Singer-songwriter offers organic serving of thoughtful musicWritten by Vicki L. Kroll | | firstname.lastname@example.org
A Thursday morning in Brooklyn, N.Y., finds Jen Chapin loading the dishwasher while fitting in a phone interview.
The mother of two boys, 8 and 4, wrote about the balance between parenthood and music for her 2013 disc, “Reckoning.”
“My memory of writing [‘Reckoning’] was late at night, as I was stealing moments in between nursing my then younger boy. I was thinking about this stage of my career and thinking about being young in jazz years, but decrepit and ancient in pop music years,” Chapin said and laughed.
“I want to make my mark. I want to be making music that’s respected by my peers and meaningful for my listeners.”
But challenges come up.
“Just dealing with the mixed signals that so many artists get from basically your parents — and I luckily didn’t have that situation,” the daughter of the late Harry Chapin said. “These signals you get about [how] it’s not going to work, it’s not going to happen, you’re not going to break through, you’re not going to have a career.

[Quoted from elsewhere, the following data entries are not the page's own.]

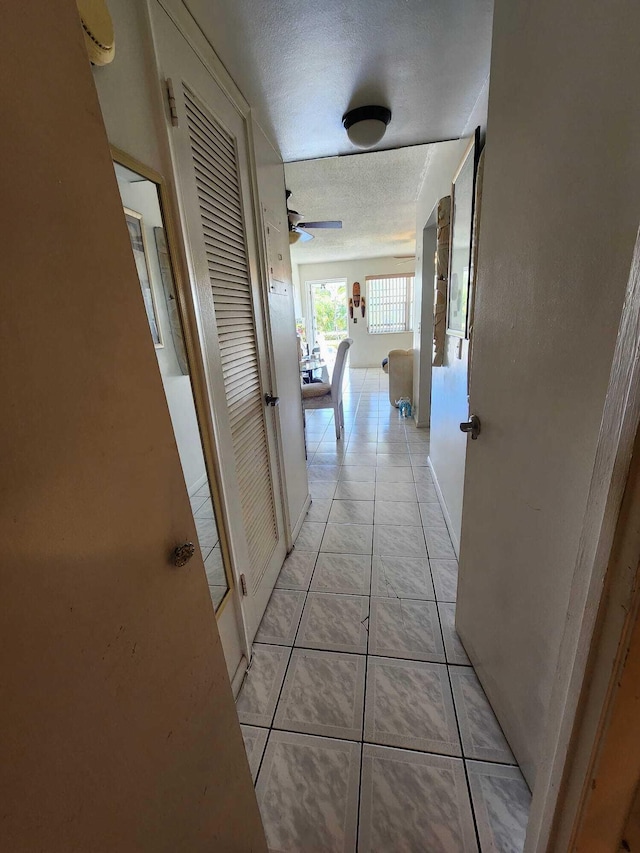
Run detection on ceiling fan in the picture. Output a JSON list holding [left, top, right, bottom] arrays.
[[287, 190, 342, 243]]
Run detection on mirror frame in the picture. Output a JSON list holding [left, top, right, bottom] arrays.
[[110, 145, 236, 620]]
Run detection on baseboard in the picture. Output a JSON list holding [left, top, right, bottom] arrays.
[[231, 655, 249, 699], [427, 456, 460, 559], [291, 495, 311, 547]]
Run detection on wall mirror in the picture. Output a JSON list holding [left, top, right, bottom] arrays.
[[447, 140, 476, 338], [112, 150, 231, 611]]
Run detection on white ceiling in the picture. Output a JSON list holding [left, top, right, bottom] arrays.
[[185, 0, 493, 162], [285, 143, 437, 264]]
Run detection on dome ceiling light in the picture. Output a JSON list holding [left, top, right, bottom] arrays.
[[342, 106, 391, 148]]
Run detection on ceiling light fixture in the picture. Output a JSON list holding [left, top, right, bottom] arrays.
[[342, 106, 391, 148]]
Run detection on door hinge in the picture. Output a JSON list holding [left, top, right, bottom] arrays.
[[165, 77, 178, 127]]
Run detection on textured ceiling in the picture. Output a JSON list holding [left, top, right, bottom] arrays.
[[285, 143, 437, 264], [185, 0, 493, 162]]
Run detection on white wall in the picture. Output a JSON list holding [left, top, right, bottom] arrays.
[[416, 139, 476, 550], [253, 123, 309, 530], [413, 223, 437, 428], [297, 258, 414, 367], [457, 0, 640, 783]]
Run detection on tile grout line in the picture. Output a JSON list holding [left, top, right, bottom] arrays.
[[253, 551, 320, 788]]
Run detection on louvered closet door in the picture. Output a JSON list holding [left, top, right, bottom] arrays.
[[152, 1, 286, 640]]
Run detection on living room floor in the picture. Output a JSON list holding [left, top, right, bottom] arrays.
[[237, 369, 531, 853]]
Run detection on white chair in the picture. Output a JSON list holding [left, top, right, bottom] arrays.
[[302, 338, 353, 439]]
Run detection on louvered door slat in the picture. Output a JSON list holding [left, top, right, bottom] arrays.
[[184, 87, 278, 591]]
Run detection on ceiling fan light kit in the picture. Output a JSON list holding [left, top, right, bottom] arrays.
[[286, 190, 342, 244], [342, 105, 391, 148]]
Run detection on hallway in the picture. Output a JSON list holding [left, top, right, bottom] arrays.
[[237, 369, 530, 853]]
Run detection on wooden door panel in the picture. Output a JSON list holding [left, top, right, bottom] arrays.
[[154, 7, 286, 642]]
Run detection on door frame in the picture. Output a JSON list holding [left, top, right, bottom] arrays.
[[109, 145, 236, 620], [524, 223, 640, 853]]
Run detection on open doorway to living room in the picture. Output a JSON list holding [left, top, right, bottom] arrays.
[[306, 278, 349, 374]]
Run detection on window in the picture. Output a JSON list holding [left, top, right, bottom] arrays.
[[366, 273, 414, 335]]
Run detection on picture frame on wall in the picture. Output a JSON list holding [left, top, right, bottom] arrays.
[[124, 207, 164, 349], [447, 131, 478, 338]]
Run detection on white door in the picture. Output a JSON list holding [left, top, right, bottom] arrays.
[[153, 6, 286, 642]]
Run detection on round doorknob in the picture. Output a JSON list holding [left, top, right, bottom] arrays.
[[173, 542, 196, 568]]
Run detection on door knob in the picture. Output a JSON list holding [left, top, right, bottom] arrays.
[[460, 415, 481, 441], [173, 542, 196, 569]]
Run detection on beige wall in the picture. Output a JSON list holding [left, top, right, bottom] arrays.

“Little positive signals that we may get, whether it’s a good review or a kind email or a positive response to a show, those things are so meaningful.”
Since her 2000 debut, “Live at the Bitter End,” Chapin has been creating a memorable, introspective blend of folky, urban jazz. Her songs often touch on social issues, including food inequality.
“You can never do enough to tell the story of hunger and how so much of it, especially in this country, is invisible,” the singer-songwriter said. “All of us can benefit from re-establishing the human tradition of being connected to our food and connected to the land, whether it’s a window-box garden or our grandmother’s recipe. We’ve lost that as a society. There’s a parallel kind of hunger, which I think is very healthy the way people want to stay connected with food. It’s a way to be reconnected to family, to community, to spirituality.”
She is involved with WhyHunger, which was founded by her father, and is known for promoting food movement initiatives.
Chapin will serve up thoughtful songs when she opens for Brian Vander Ark at 8 p.m. March 29 at The Ark in Ann Arbor. Tickets are $15; doors open at 7:30 p.m.
“There’s sometimes a false dichotomy between dance music and thinking music,” she said. “I want music that makes you move in your chair a little bit. That’s what inspires me, music with some kind of rhythmic tension and groove. I try to combine that with things that bring us all together.”